On 09/04/2019 13:03, Christoph Hellwig wrote:
On Tue, Apr 09, 2019 at 10:41:53AM +0100, Andrew Price wrote:
Give gfs2-utils its own copy of gfs2_ondisk.h which uses userspace
types. This allows us to always support the latest ondisk structures and
obsoletes a lot of #ifdef GFS2_HAS_<FEATURE> blocks and configure.ac
checks.
gfs2_ondisk.h was changed simply by search-and-replace of the kernel int
types with the uintN_t, i.e.:
:%s/__u\(8\|16\|32\|64\)/uint\1_t/g
:%s/__be\(64\|32\|16\|8\)/uint\1_t/g
and the linux/types.h include replaced with stdint.h
Why?
Because I'd like to be able to build gfs2-utils on FreeBSD one day. Plus
we get the handy stuff in inttypes.h to use, Linux doesn't have that.
At least the be types give you really useful type checking with
sparse, which can be trivially wired up in userspace as well.
If you mean the bitwise annotations that only sparse checks, we're
fairly safe in gfs2-utils in that anything represented by a struct is
going to have been parsed through one of the libgfs2/ondisk.c functions
so will be the right endianness.
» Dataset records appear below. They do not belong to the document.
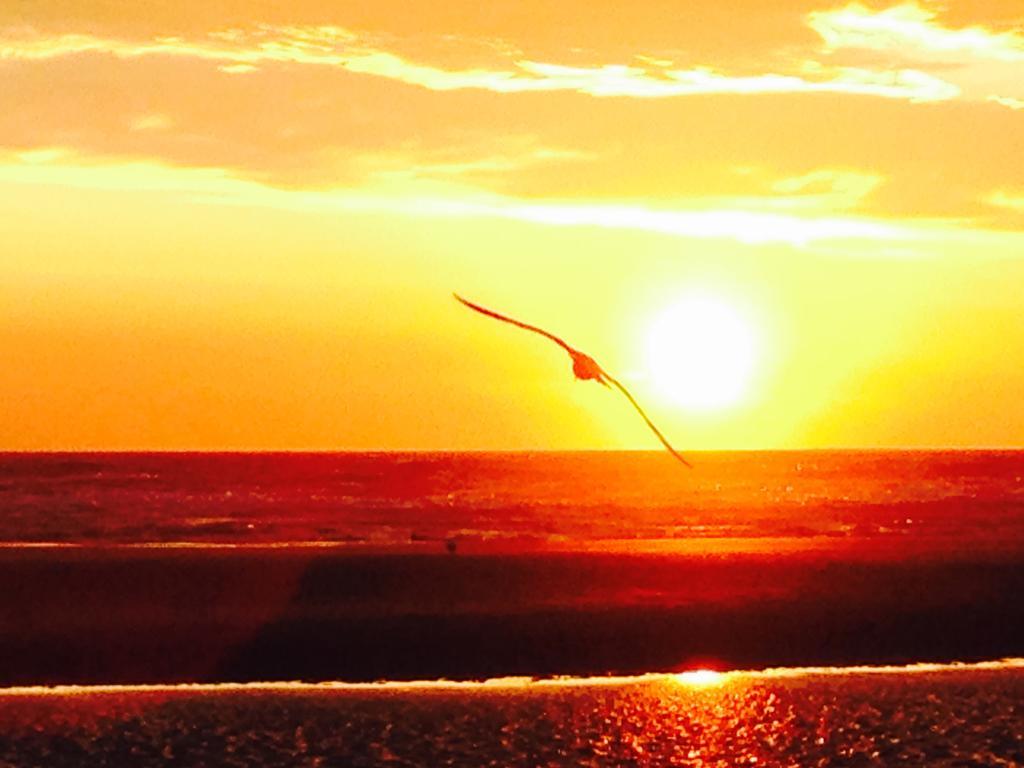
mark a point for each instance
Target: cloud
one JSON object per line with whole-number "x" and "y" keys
{"x": 982, "y": 64}
{"x": 216, "y": 186}
{"x": 237, "y": 51}
{"x": 830, "y": 187}
{"x": 1008, "y": 101}
{"x": 1001, "y": 199}
{"x": 912, "y": 31}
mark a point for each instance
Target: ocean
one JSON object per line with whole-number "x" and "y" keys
{"x": 428, "y": 609}
{"x": 952, "y": 500}
{"x": 952, "y": 716}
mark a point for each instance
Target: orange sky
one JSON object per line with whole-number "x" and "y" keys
{"x": 238, "y": 224}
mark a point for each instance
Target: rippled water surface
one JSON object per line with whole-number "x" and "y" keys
{"x": 394, "y": 499}
{"x": 948, "y": 718}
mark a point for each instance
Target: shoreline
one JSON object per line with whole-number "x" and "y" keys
{"x": 95, "y": 615}
{"x": 693, "y": 678}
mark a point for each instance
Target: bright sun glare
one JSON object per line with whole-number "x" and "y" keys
{"x": 701, "y": 352}
{"x": 700, "y": 678}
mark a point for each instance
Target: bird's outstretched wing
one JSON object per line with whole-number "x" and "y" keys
{"x": 518, "y": 324}
{"x": 589, "y": 371}
{"x": 655, "y": 430}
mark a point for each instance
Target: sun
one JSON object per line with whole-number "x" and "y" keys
{"x": 701, "y": 352}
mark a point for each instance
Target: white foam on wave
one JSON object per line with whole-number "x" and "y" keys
{"x": 691, "y": 677}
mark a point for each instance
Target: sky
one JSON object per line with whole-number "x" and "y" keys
{"x": 230, "y": 224}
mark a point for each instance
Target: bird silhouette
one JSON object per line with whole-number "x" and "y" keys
{"x": 585, "y": 368}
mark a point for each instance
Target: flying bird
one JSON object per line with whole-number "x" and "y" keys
{"x": 585, "y": 368}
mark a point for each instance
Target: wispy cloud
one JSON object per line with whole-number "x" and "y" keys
{"x": 1003, "y": 199}
{"x": 238, "y": 51}
{"x": 982, "y": 64}
{"x": 216, "y": 186}
{"x": 911, "y": 29}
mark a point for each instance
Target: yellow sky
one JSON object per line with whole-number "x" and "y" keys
{"x": 238, "y": 224}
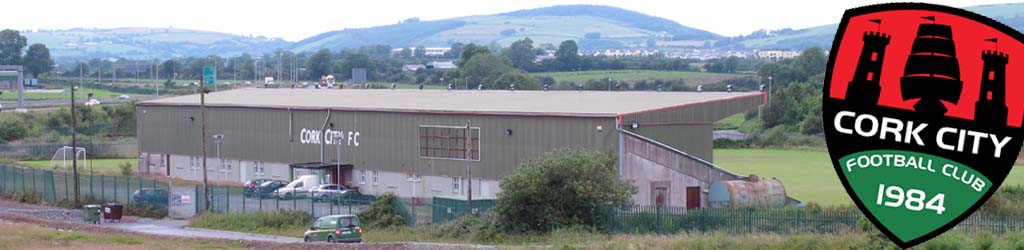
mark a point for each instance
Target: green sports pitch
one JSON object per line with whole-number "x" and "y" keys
{"x": 807, "y": 175}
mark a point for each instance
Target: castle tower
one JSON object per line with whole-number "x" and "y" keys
{"x": 863, "y": 90}
{"x": 991, "y": 106}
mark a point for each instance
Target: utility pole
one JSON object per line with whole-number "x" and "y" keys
{"x": 202, "y": 109}
{"x": 74, "y": 142}
{"x": 469, "y": 170}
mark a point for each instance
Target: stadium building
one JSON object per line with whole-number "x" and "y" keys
{"x": 414, "y": 142}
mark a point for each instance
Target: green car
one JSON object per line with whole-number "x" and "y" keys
{"x": 335, "y": 228}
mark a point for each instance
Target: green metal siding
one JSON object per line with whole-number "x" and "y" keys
{"x": 692, "y": 138}
{"x": 696, "y": 113}
{"x": 388, "y": 141}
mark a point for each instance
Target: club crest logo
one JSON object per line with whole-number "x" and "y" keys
{"x": 922, "y": 118}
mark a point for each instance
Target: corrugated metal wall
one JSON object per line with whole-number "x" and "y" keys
{"x": 386, "y": 140}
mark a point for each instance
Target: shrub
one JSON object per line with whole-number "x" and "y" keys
{"x": 563, "y": 189}
{"x": 382, "y": 213}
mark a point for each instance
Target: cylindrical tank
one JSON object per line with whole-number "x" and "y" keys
{"x": 753, "y": 193}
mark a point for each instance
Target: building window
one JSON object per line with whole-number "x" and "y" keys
{"x": 456, "y": 184}
{"x": 258, "y": 168}
{"x": 450, "y": 142}
{"x": 194, "y": 162}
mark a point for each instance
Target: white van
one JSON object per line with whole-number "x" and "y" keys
{"x": 299, "y": 186}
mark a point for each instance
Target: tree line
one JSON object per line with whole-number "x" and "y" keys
{"x": 36, "y": 60}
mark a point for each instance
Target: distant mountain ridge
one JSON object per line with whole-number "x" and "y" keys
{"x": 617, "y": 28}
{"x": 593, "y": 27}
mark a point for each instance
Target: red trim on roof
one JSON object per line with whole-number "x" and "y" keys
{"x": 523, "y": 114}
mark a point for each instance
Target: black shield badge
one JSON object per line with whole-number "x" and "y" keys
{"x": 922, "y": 113}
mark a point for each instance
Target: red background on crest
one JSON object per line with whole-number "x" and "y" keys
{"x": 970, "y": 38}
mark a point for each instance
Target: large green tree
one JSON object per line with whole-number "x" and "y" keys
{"x": 38, "y": 60}
{"x": 521, "y": 54}
{"x": 568, "y": 55}
{"x": 321, "y": 64}
{"x": 468, "y": 52}
{"x": 11, "y": 43}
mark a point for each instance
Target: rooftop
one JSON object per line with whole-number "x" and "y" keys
{"x": 597, "y": 103}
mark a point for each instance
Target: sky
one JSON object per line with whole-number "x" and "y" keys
{"x": 297, "y": 19}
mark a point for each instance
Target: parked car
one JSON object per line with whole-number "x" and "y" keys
{"x": 335, "y": 228}
{"x": 266, "y": 189}
{"x": 154, "y": 197}
{"x": 249, "y": 188}
{"x": 327, "y": 192}
{"x": 299, "y": 186}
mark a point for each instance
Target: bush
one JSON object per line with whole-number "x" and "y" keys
{"x": 563, "y": 189}
{"x": 475, "y": 227}
{"x": 382, "y": 213}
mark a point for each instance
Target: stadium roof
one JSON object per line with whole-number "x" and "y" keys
{"x": 597, "y": 103}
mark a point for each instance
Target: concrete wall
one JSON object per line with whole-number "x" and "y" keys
{"x": 647, "y": 164}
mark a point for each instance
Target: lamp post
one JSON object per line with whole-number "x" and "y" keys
{"x": 337, "y": 141}
{"x": 74, "y": 138}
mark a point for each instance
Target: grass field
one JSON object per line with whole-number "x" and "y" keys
{"x": 407, "y": 85}
{"x": 99, "y": 166}
{"x": 691, "y": 78}
{"x": 807, "y": 175}
{"x": 20, "y": 236}
{"x": 82, "y": 94}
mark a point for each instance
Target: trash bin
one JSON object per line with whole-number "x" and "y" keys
{"x": 113, "y": 211}
{"x": 91, "y": 213}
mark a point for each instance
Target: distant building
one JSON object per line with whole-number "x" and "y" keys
{"x": 625, "y": 52}
{"x": 440, "y": 65}
{"x": 430, "y": 51}
{"x": 775, "y": 54}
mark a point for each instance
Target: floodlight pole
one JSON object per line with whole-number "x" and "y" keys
{"x": 74, "y": 138}
{"x": 202, "y": 109}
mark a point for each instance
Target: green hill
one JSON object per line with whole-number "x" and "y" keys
{"x": 147, "y": 43}
{"x": 593, "y": 26}
{"x": 1012, "y": 14}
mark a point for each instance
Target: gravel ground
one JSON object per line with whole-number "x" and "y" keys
{"x": 59, "y": 218}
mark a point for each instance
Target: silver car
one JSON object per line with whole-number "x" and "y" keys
{"x": 327, "y": 192}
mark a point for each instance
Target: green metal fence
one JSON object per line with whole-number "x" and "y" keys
{"x": 55, "y": 186}
{"x": 446, "y": 209}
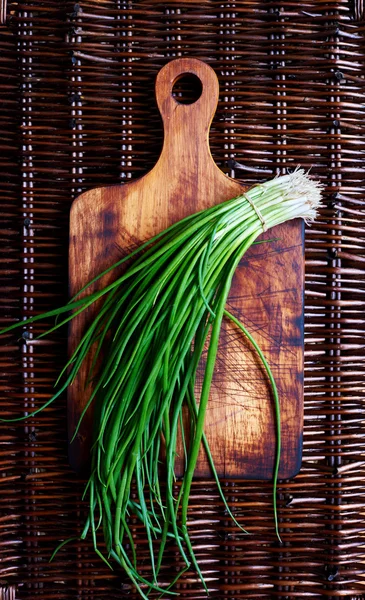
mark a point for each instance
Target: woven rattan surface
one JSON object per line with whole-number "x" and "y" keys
{"x": 76, "y": 112}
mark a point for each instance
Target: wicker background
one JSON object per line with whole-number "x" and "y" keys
{"x": 76, "y": 111}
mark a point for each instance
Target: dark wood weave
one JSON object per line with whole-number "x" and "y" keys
{"x": 77, "y": 111}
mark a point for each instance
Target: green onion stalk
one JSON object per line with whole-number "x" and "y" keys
{"x": 153, "y": 323}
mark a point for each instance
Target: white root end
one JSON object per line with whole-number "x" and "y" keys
{"x": 300, "y": 186}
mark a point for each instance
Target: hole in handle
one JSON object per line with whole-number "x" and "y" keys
{"x": 187, "y": 88}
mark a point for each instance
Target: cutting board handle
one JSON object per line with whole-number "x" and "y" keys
{"x": 186, "y": 126}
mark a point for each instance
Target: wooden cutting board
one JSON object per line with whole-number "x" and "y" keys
{"x": 267, "y": 293}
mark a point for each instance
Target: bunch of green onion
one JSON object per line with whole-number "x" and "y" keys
{"x": 152, "y": 326}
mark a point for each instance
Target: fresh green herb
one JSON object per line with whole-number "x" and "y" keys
{"x": 154, "y": 323}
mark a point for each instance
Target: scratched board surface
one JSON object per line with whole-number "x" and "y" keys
{"x": 267, "y": 294}
{"x": 240, "y": 422}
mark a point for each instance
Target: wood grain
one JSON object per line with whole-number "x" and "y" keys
{"x": 267, "y": 293}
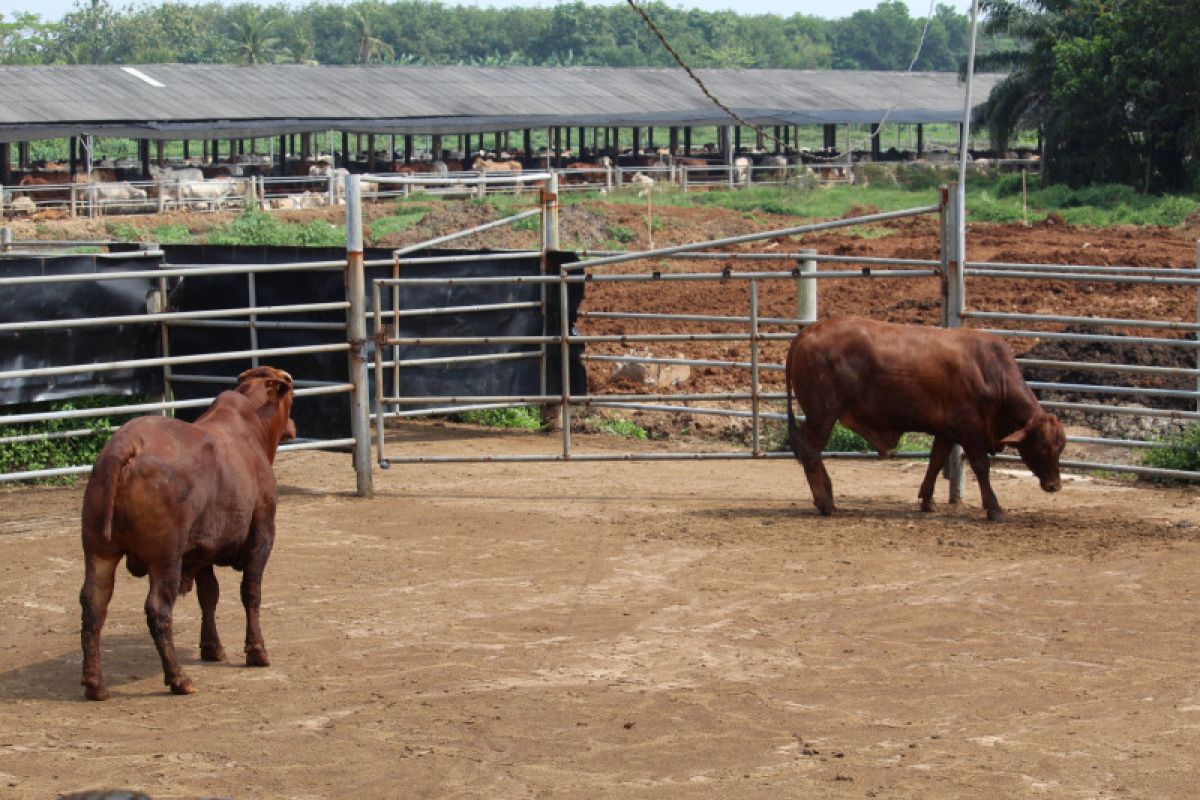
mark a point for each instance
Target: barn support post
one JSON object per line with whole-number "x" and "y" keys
{"x": 357, "y": 334}
{"x": 952, "y": 308}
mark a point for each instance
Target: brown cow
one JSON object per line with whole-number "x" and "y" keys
{"x": 882, "y": 380}
{"x": 177, "y": 498}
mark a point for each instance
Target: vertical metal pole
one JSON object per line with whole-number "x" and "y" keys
{"x": 377, "y": 307}
{"x": 807, "y": 289}
{"x": 357, "y": 335}
{"x": 395, "y": 328}
{"x": 952, "y": 314}
{"x": 549, "y": 241}
{"x": 754, "y": 371}
{"x": 564, "y": 361}
{"x": 165, "y": 337}
{"x": 253, "y": 318}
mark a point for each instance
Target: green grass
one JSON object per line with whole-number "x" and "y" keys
{"x": 255, "y": 227}
{"x": 54, "y": 453}
{"x": 405, "y": 218}
{"x": 1182, "y": 452}
{"x": 521, "y": 416}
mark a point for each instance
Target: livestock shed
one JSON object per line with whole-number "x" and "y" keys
{"x": 225, "y": 102}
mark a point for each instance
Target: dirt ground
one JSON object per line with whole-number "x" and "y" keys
{"x": 654, "y": 630}
{"x": 634, "y": 630}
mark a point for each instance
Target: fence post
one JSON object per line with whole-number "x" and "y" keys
{"x": 357, "y": 334}
{"x": 807, "y": 289}
{"x": 952, "y": 311}
{"x": 549, "y": 241}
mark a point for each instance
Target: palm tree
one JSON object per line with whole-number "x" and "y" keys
{"x": 251, "y": 36}
{"x": 1023, "y": 100}
{"x": 369, "y": 47}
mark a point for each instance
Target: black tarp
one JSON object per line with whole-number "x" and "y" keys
{"x": 328, "y": 416}
{"x": 77, "y": 346}
{"x": 317, "y": 417}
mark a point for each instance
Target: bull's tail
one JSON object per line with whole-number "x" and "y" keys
{"x": 100, "y": 497}
{"x": 793, "y": 429}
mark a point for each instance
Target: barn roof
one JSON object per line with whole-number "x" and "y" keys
{"x": 175, "y": 101}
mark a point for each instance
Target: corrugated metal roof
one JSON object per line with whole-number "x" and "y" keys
{"x": 207, "y": 101}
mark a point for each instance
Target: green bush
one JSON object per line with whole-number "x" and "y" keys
{"x": 256, "y": 227}
{"x": 519, "y": 416}
{"x": 1182, "y": 452}
{"x": 54, "y": 453}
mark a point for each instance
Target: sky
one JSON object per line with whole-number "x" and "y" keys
{"x": 827, "y": 8}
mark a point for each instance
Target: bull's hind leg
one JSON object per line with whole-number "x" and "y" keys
{"x": 208, "y": 591}
{"x": 94, "y": 596}
{"x": 160, "y": 605}
{"x": 252, "y": 595}
{"x": 937, "y": 455}
{"x": 808, "y": 440}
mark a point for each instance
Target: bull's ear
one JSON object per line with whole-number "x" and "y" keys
{"x": 1013, "y": 439}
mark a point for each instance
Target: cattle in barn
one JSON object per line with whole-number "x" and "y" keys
{"x": 773, "y": 168}
{"x": 208, "y": 194}
{"x": 118, "y": 194}
{"x": 643, "y": 182}
{"x": 882, "y": 380}
{"x": 175, "y": 499}
{"x": 47, "y": 187}
{"x": 301, "y": 200}
{"x": 487, "y": 166}
{"x": 585, "y": 172}
{"x": 695, "y": 168}
{"x": 742, "y": 167}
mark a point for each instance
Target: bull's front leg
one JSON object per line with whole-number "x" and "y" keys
{"x": 208, "y": 591}
{"x": 160, "y": 607}
{"x": 94, "y": 596}
{"x": 252, "y": 593}
{"x": 937, "y": 455}
{"x": 981, "y": 464}
{"x": 808, "y": 440}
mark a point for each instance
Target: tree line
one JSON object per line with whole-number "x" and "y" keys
{"x": 1111, "y": 85}
{"x": 429, "y": 32}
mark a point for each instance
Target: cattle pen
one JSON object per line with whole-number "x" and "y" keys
{"x": 625, "y": 623}
{"x": 377, "y": 360}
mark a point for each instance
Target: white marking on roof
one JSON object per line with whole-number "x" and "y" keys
{"x": 142, "y": 76}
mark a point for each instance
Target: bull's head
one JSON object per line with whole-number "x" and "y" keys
{"x": 1041, "y": 441}
{"x": 271, "y": 391}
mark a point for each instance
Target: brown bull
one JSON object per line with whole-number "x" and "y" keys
{"x": 177, "y": 498}
{"x": 882, "y": 380}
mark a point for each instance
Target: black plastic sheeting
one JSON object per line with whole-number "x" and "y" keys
{"x": 77, "y": 346}
{"x": 328, "y": 416}
{"x": 317, "y": 417}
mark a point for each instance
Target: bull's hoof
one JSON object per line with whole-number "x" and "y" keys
{"x": 211, "y": 653}
{"x": 257, "y": 657}
{"x": 181, "y": 686}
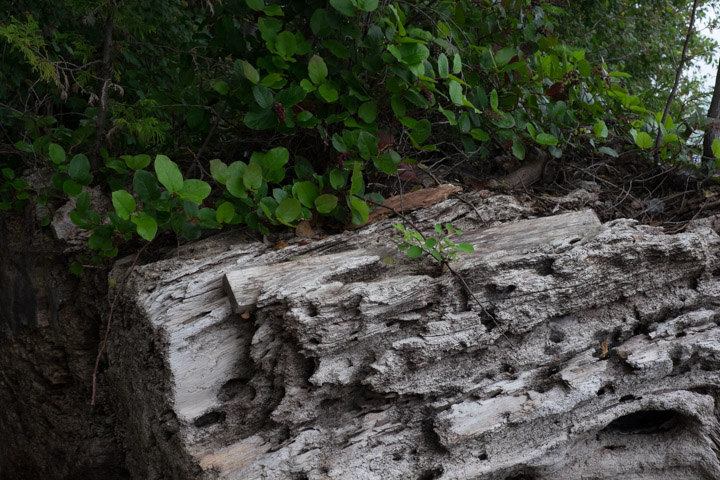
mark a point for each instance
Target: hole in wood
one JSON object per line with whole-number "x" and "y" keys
{"x": 209, "y": 418}
{"x": 645, "y": 422}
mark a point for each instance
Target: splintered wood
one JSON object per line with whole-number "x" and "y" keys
{"x": 244, "y": 286}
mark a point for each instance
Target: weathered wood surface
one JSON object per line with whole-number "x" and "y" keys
{"x": 338, "y": 364}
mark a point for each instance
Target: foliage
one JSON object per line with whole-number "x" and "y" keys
{"x": 440, "y": 247}
{"x": 278, "y": 112}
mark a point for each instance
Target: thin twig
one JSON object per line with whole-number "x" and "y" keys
{"x": 445, "y": 263}
{"x": 110, "y": 314}
{"x": 678, "y": 74}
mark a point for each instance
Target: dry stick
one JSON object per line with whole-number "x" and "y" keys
{"x": 107, "y": 329}
{"x": 678, "y": 74}
{"x": 444, "y": 262}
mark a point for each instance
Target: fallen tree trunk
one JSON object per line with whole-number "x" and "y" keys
{"x": 342, "y": 359}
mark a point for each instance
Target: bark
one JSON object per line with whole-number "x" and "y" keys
{"x": 342, "y": 359}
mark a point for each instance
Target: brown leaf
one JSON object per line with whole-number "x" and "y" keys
{"x": 304, "y": 230}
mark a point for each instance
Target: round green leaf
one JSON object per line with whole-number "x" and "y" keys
{"x": 306, "y": 192}
{"x": 80, "y": 169}
{"x": 263, "y": 96}
{"x": 194, "y": 190}
{"x": 71, "y": 188}
{"x": 328, "y": 93}
{"x": 360, "y": 210}
{"x": 225, "y": 213}
{"x": 57, "y": 153}
{"x": 146, "y": 226}
{"x": 288, "y": 211}
{"x": 337, "y": 179}
{"x": 643, "y": 140}
{"x": 317, "y": 70}
{"x": 124, "y": 203}
{"x": 250, "y": 72}
{"x": 345, "y": 7}
{"x": 252, "y": 178}
{"x": 546, "y": 139}
{"x": 168, "y": 173}
{"x": 325, "y": 203}
{"x": 367, "y": 112}
{"x": 285, "y": 44}
{"x": 218, "y": 170}
{"x": 276, "y": 158}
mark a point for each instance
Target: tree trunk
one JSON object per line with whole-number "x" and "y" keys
{"x": 342, "y": 358}
{"x": 714, "y": 115}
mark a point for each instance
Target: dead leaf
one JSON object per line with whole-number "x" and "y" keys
{"x": 280, "y": 244}
{"x": 304, "y": 230}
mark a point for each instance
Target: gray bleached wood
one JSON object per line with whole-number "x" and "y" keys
{"x": 356, "y": 363}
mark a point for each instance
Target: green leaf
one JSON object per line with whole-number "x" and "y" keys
{"x": 250, "y": 72}
{"x": 252, "y": 178}
{"x": 82, "y": 203}
{"x": 288, "y": 211}
{"x": 457, "y": 64}
{"x": 367, "y": 5}
{"x": 71, "y": 188}
{"x": 263, "y": 96}
{"x": 219, "y": 170}
{"x": 261, "y": 120}
{"x": 146, "y": 186}
{"x": 356, "y": 181}
{"x": 319, "y": 23}
{"x": 56, "y": 153}
{"x": 546, "y": 139}
{"x": 345, "y": 7}
{"x": 464, "y": 247}
{"x": 225, "y": 213}
{"x": 608, "y": 151}
{"x": 716, "y": 148}
{"x": 643, "y": 140}
{"x": 168, "y": 173}
{"x": 328, "y": 93}
{"x": 443, "y": 67}
{"x": 98, "y": 241}
{"x": 194, "y": 190}
{"x": 291, "y": 96}
{"x": 276, "y": 158}
{"x": 285, "y": 44}
{"x": 317, "y": 70}
{"x": 386, "y": 163}
{"x": 600, "y": 129}
{"x": 80, "y": 169}
{"x": 480, "y": 135}
{"x": 360, "y": 210}
{"x": 137, "y": 162}
{"x": 367, "y": 145}
{"x": 325, "y": 203}
{"x": 124, "y": 203}
{"x": 337, "y": 179}
{"x": 368, "y": 112}
{"x": 220, "y": 86}
{"x": 414, "y": 251}
{"x": 307, "y": 192}
{"x": 504, "y": 55}
{"x": 146, "y": 226}
{"x": 455, "y": 90}
{"x": 421, "y": 131}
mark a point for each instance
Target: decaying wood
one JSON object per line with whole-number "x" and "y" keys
{"x": 345, "y": 360}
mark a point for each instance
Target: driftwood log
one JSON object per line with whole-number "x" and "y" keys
{"x": 340, "y": 359}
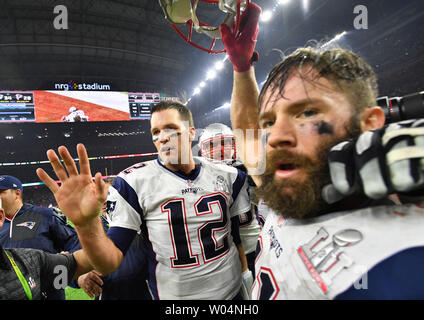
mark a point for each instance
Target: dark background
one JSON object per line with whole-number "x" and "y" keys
{"x": 130, "y": 46}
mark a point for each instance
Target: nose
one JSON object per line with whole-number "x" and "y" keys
{"x": 282, "y": 134}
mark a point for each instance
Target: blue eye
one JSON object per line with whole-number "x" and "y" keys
{"x": 267, "y": 124}
{"x": 309, "y": 113}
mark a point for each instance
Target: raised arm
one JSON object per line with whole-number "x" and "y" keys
{"x": 241, "y": 52}
{"x": 81, "y": 199}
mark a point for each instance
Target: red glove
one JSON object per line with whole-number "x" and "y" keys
{"x": 240, "y": 48}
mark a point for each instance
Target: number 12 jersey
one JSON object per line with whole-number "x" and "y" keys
{"x": 186, "y": 224}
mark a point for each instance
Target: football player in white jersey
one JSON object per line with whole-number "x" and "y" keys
{"x": 186, "y": 207}
{"x": 332, "y": 233}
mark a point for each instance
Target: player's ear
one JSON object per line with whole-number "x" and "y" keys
{"x": 192, "y": 133}
{"x": 372, "y": 118}
{"x": 2, "y": 217}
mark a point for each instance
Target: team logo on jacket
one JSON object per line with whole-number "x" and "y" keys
{"x": 110, "y": 206}
{"x": 324, "y": 257}
{"x": 220, "y": 184}
{"x": 29, "y": 224}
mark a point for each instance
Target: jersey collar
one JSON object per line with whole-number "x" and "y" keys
{"x": 186, "y": 176}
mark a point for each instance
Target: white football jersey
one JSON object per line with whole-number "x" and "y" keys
{"x": 371, "y": 253}
{"x": 186, "y": 221}
{"x": 263, "y": 210}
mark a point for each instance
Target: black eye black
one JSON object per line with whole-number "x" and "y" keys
{"x": 309, "y": 113}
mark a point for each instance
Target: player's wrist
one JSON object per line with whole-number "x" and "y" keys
{"x": 88, "y": 227}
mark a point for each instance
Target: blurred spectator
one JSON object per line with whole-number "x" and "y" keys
{"x": 28, "y": 226}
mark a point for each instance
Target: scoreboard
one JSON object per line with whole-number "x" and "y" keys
{"x": 17, "y": 106}
{"x": 141, "y": 104}
{"x": 44, "y": 106}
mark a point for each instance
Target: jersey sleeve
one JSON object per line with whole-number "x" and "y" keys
{"x": 123, "y": 208}
{"x": 240, "y": 195}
I run sparse over this code very rarely
anyway.
Also
keeping the file 1:1 the same is going to make your life much easier
in the future..
It's really no difficulty to run the above substitutions the next time
the file changes, but gfs2_ondisk.h changes once in a blue moon anyway
so the maintenance overhead is going to be tiny.